The Napa Valley’s winegrape vineyards, with their relatively small plantings, adjacent development, and often hilly terrain, offer similar challenges and opportunities. The mini-helicopter can go where a standard-sized helicopter or fixed-wing aircraft could not go and, in some situations, with less risk to the operator than a tractor-drawn spray rig.

Giles noted that some area winegrape growers have expressed interest in possibly using the helicopter not only to apply pesticides and herbicides but also to take aerial pictures of their vineyards to identify sites where the vines need special care or to better determine the optimal harvest time.

Recently, remote-controlled aircraft have been receiving public scrutiny because of their growing use for military, intelligence and law-enforcement purposes, and Giles appreciates those concerns.

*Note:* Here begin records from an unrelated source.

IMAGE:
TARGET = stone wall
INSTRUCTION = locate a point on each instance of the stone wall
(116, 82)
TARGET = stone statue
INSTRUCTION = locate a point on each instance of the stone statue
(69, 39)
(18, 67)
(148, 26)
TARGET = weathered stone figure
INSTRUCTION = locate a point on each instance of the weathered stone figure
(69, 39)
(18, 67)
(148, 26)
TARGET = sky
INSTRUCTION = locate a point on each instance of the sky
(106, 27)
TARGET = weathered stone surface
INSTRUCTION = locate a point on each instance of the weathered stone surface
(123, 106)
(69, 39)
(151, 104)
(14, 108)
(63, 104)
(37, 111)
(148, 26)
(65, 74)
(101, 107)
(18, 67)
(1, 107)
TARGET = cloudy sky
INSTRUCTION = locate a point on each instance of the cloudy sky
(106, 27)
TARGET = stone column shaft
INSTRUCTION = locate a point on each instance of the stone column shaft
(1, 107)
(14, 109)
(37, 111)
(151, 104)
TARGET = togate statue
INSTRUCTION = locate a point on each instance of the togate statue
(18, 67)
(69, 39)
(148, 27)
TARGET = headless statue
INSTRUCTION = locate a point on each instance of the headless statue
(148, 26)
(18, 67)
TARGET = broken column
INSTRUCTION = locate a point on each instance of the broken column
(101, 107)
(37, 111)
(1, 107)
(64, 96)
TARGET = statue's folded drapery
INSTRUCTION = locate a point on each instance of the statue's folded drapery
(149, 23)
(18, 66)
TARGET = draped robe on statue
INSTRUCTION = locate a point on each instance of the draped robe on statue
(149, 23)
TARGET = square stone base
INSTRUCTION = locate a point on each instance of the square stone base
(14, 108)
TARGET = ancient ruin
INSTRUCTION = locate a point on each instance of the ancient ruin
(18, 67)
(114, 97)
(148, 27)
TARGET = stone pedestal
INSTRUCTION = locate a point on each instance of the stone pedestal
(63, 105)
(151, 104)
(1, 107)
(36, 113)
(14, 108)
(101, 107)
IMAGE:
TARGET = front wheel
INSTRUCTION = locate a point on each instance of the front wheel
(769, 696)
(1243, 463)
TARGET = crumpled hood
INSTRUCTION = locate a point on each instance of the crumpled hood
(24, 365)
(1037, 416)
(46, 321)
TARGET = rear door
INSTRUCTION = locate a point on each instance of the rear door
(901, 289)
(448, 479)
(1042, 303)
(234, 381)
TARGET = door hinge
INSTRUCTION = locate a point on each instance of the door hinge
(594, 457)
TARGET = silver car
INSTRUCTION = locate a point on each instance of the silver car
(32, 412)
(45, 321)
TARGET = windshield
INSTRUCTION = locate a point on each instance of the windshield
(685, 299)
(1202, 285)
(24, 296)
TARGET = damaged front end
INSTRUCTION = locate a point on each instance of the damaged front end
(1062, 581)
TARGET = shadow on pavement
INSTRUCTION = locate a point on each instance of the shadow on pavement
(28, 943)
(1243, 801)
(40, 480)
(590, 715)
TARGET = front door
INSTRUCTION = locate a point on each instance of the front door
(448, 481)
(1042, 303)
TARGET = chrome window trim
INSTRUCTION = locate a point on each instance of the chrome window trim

“As a citizen, I share those reservations and agree that we need to be very careful about how we use unmanned aircraft,” he said. “But with the color, size and noise of a motorcycle, this helicopter that we’re testing is anything but stealthy and would be a great disappointment to anyone hoping to use it for espionage or other covert purposes.

“And, our work is being conducted with the anticipation that the aircraft would be flown by the landowner or by someone hired by the landowner,” Giles said.  “In other words, that person would want the aircraft to be flying over his or her land.”